El problema no es incluir la religión o las religiones con espíritu de catequesis, sino aceptar que durante 15 siglos la vida de los pueblos de Europa ha venido entremezclada, con o sin razón, en disputas religiosas, muy especialmente nuestro país, al que le tocó ser baluarte y trinchera para contener una dominación ajena durante 800 años. Probablemente, el apóstol Santiago y su caballo blanco no estuvieron en la batalla de Clavijo, pero cómo mencionar la leyenda si ignoramos distraídamente la división entre fieles e infieles, en uno y otro bando. Los europeos se las apañaron estupendamente, todavía presumen de Carlos Martel y pudieron dedicarse, tan ricamente, a la Reforma, catarsis que para nuestra desgracia no pudimos aplicarnos. Entiendo mal que el inminente bodrio de la Constitución europea rechace el ingrediente religioso de la génesis del continente, porque nuestra historia común sería aún mucho más demencial sin ese factor.

En cuanto al consumo interior, vamos aviados con la parcelación -más bien descuartizamiento- del pasado y la inmersión autonómica geográfica que lleva camino de convencernos de la pervivencia de los Reyes Magos, siempre que hubieran nacido en nuestro pueblo o en la parroquia de al lado. Lo que ahora se llama hecho diferencial destaca la existencia de sólo 13 antiguas provincias: cuatro catalanas -con tentáculos hacia Levante y Baleares-; tres vascas, cuatro gallegas y dos canarias. Lo demás somos "el resto del país", un batiburrillo que engloba a las dos Castillas, Aragón, las Asturias, Extremadura y Andalucía. Ahora mismo, quien no sea andaluz ilustrado tiene que hacer un esfuerzo de memoria para recordar que Jaén y Almería son tan comunitarias como sus otras seis compañeras. Posiblemente sea una simplificación, pero se puede hacer la prueba con un niño, o incluso un licenciado. Los programas de divulgación cultural han desaparecido de los medios audiovisuales casi totalmente, a causa del escaso interés que despiertan y la vergonzosa ignorancia de la mayoría, que no sabe porque no se le ha enseñado.

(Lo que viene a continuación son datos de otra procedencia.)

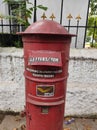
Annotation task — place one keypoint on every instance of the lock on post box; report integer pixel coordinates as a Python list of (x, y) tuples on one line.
[(46, 55)]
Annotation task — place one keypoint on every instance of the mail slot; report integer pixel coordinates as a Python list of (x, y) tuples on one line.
[(46, 56)]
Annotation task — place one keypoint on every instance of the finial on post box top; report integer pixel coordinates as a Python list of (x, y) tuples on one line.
[(43, 16), (69, 17), (52, 16), (1, 16), (78, 17)]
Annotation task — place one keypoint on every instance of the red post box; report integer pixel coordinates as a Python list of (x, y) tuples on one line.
[(46, 55)]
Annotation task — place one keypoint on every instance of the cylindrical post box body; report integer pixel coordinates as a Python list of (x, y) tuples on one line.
[(46, 56)]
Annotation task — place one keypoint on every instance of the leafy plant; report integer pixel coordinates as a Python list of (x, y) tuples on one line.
[(24, 11)]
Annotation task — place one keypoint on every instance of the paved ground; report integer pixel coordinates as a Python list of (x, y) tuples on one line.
[(10, 122)]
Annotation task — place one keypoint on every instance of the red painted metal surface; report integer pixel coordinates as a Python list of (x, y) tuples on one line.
[(46, 56)]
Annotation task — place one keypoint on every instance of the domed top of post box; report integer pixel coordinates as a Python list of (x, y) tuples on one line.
[(46, 27)]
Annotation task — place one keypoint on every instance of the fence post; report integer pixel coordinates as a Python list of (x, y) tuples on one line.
[(69, 17), (78, 19)]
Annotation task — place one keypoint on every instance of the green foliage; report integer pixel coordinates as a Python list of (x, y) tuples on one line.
[(22, 14), (93, 7)]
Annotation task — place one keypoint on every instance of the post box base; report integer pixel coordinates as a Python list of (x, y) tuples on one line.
[(45, 117)]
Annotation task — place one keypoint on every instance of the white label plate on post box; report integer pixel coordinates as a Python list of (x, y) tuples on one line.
[(49, 58)]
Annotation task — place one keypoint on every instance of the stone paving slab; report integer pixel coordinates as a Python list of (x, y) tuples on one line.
[(10, 122)]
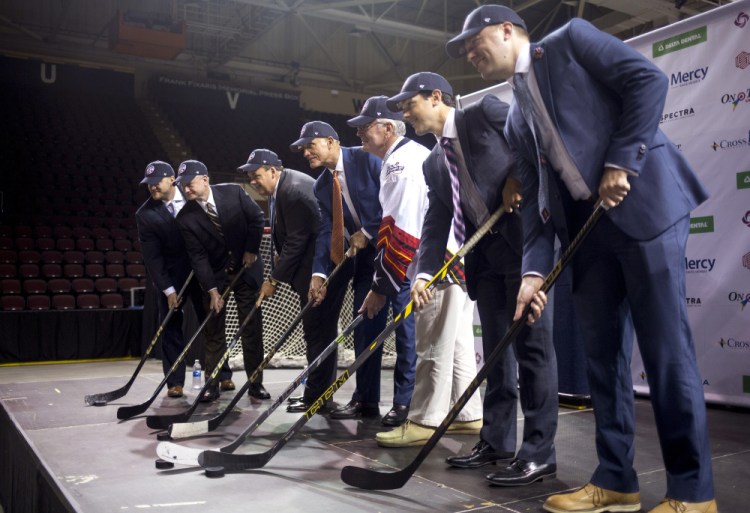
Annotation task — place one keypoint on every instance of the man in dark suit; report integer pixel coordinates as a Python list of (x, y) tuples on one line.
[(167, 263), (356, 174), (295, 222), (223, 227), (465, 175), (586, 123)]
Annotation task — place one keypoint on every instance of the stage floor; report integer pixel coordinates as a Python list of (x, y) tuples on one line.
[(104, 465)]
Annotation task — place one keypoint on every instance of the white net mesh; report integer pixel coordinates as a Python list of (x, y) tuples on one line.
[(278, 314)]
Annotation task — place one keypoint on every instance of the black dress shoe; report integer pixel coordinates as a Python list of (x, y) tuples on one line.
[(303, 406), (211, 394), (356, 409), (258, 391), (522, 472), (396, 416), (482, 454)]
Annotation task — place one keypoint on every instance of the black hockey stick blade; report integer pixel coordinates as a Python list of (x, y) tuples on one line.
[(164, 421), (106, 397), (187, 456), (127, 412), (182, 429), (369, 479)]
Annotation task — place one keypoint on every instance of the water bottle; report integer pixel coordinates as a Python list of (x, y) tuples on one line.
[(197, 381)]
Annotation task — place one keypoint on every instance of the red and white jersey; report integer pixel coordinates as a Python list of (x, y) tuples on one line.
[(403, 198)]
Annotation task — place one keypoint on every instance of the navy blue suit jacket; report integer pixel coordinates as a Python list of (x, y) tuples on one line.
[(489, 161), (162, 246), (296, 222), (606, 100), (362, 173), (210, 253)]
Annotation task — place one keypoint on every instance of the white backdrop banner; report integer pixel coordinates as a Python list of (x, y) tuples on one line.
[(707, 115)]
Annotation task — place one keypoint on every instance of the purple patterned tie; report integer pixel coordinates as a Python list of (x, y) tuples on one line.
[(459, 228)]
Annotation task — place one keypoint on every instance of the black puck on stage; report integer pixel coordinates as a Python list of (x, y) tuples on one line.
[(214, 471), (164, 464)]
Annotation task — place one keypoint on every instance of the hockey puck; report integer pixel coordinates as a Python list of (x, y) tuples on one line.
[(164, 464), (215, 472)]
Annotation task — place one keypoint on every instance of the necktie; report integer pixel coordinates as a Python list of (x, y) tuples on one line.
[(337, 223), (214, 217), (271, 217), (526, 103), (459, 228)]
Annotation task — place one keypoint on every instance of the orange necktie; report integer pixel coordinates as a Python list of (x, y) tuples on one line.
[(337, 224)]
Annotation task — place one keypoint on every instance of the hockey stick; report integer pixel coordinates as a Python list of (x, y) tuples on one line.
[(234, 462), (189, 456), (369, 479), (164, 421), (126, 412), (106, 397), (182, 429)]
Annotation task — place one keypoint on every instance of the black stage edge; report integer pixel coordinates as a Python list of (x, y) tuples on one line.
[(27, 484), (57, 454)]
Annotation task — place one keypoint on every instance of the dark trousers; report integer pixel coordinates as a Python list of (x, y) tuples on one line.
[(529, 362), (616, 279), (251, 336)]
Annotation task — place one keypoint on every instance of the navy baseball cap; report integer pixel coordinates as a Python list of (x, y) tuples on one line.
[(423, 82), (374, 108), (476, 20), (156, 172), (189, 170), (313, 130), (259, 158)]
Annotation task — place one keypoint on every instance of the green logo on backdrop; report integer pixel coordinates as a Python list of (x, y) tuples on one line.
[(702, 224), (743, 180), (680, 41)]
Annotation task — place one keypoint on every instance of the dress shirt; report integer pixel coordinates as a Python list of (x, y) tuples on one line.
[(549, 138)]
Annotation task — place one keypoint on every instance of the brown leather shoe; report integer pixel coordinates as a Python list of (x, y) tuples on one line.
[(175, 391), (672, 506), (592, 499)]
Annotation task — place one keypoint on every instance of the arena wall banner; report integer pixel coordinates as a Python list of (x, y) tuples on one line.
[(707, 114)]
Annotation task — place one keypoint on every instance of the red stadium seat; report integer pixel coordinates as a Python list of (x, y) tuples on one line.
[(94, 257), (51, 257), (37, 302), (58, 286), (63, 302), (8, 256), (73, 271), (83, 285), (51, 271), (115, 270), (95, 271), (104, 285), (13, 303), (88, 301), (112, 300), (13, 286), (26, 271)]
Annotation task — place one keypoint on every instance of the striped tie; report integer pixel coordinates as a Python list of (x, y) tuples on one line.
[(214, 217), (459, 227), (337, 223)]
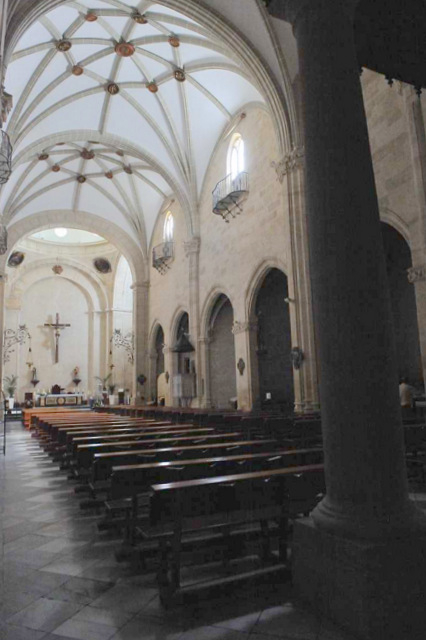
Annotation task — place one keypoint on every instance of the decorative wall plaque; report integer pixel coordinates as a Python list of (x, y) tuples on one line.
[(180, 75), (174, 41), (297, 357), (124, 49), (102, 265), (16, 258), (113, 88), (63, 45), (241, 365), (87, 154)]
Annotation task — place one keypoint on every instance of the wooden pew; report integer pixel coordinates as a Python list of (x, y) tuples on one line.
[(103, 462), (86, 452), (227, 502), (129, 482)]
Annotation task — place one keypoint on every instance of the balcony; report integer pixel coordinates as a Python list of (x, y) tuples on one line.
[(229, 194), (162, 256)]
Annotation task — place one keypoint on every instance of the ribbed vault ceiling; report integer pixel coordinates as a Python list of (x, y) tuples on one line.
[(118, 108)]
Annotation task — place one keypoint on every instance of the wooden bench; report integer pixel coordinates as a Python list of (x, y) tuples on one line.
[(228, 502)]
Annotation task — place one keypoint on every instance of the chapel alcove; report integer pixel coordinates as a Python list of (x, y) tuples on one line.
[(403, 303), (223, 384), (274, 342)]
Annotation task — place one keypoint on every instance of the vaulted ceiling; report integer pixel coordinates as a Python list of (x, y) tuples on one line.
[(117, 109)]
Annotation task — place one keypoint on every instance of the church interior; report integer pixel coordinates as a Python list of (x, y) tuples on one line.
[(212, 281)]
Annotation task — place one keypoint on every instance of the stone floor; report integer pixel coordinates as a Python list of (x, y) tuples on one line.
[(60, 578)]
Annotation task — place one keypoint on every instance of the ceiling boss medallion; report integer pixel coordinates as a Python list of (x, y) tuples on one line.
[(139, 18), (63, 45), (87, 154), (180, 75), (174, 41), (113, 88), (124, 49)]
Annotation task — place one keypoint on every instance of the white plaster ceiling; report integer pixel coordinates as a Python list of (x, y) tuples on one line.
[(63, 236), (147, 146)]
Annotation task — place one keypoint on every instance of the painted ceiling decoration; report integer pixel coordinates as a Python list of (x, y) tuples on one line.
[(110, 105)]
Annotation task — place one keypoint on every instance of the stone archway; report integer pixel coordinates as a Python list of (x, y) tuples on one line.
[(403, 304), (222, 369), (272, 366)]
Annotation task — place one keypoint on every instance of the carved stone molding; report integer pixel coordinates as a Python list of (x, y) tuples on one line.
[(293, 160), (6, 105), (416, 274), (140, 285), (241, 327), (192, 246)]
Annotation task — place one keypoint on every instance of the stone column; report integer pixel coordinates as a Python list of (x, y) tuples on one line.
[(360, 559), (245, 336), (306, 391), (417, 134), (192, 251), (169, 368), (3, 278), (140, 330)]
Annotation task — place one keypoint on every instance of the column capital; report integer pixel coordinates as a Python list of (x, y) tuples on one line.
[(294, 159), (416, 274), (192, 246), (241, 327), (292, 10)]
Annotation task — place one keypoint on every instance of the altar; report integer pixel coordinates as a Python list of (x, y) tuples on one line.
[(59, 399)]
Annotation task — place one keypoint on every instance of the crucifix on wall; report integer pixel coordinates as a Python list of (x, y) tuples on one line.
[(57, 327)]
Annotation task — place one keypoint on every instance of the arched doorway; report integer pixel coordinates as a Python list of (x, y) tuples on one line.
[(403, 303), (223, 383), (275, 370)]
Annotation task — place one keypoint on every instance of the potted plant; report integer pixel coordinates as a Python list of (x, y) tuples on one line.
[(10, 385), (111, 391), (104, 382)]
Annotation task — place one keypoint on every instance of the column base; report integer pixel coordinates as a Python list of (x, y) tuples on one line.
[(376, 590)]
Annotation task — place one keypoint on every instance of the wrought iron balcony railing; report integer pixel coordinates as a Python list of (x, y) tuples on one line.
[(228, 194), (162, 256)]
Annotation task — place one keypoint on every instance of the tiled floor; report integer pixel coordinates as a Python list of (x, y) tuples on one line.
[(60, 579)]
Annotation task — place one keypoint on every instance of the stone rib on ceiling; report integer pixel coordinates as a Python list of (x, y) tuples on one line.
[(159, 146)]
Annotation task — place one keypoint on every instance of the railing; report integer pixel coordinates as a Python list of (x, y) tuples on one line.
[(162, 255), (228, 193)]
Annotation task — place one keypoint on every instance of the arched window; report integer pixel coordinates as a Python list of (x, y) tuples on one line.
[(168, 227), (235, 156)]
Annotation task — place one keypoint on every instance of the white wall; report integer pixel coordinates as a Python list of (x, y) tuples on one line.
[(40, 303)]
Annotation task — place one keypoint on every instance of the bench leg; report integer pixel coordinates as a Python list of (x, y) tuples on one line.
[(176, 549), (283, 538)]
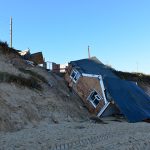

Presenciamos en la pequeña pantalla el estupor de algunos voluntarios concursantes si se les pregunta -por 100 euros, por ejemplo- dónde están Teruel, las islas Chafarinas o el mar de Alborán.

Se ha renunciado a realizar encuestas de fin de curso por sus decepcionantes resultados. En la última, un crecido porcentaje de escolares respondía, con risa imbécil, que no les gusta estudiar ni tienen el menor interés en ello. El ser humano, biológicamente, aprende un número elevado de cosas en los primeros años que sorprenden y encantan a los padres, olvidados de sus precocidades. Pero asumen lo más sencillo y se resisten cuando la inteligencia de materias superiores les pone a prueba. La sociedad no rodea a la infancia con metas o modelos que se parezcan, ni remotamente, a los ejemplos de Corazón, de Amicis. El espejo de la vida ya no está en el hogar, sino en la tele, en los mensajes del móvil, la moda indumentaria y cosmética para las chicas y también para los muchachos. Antes, el fracaso escolar era cosa de infradotados o personalidades patológicas. Es una realidad que a padres, educadores y gobernantes desconcierta como una aurora boreal. La instrucción pública fue un proyecto humanístico que ya no quiere decir nada.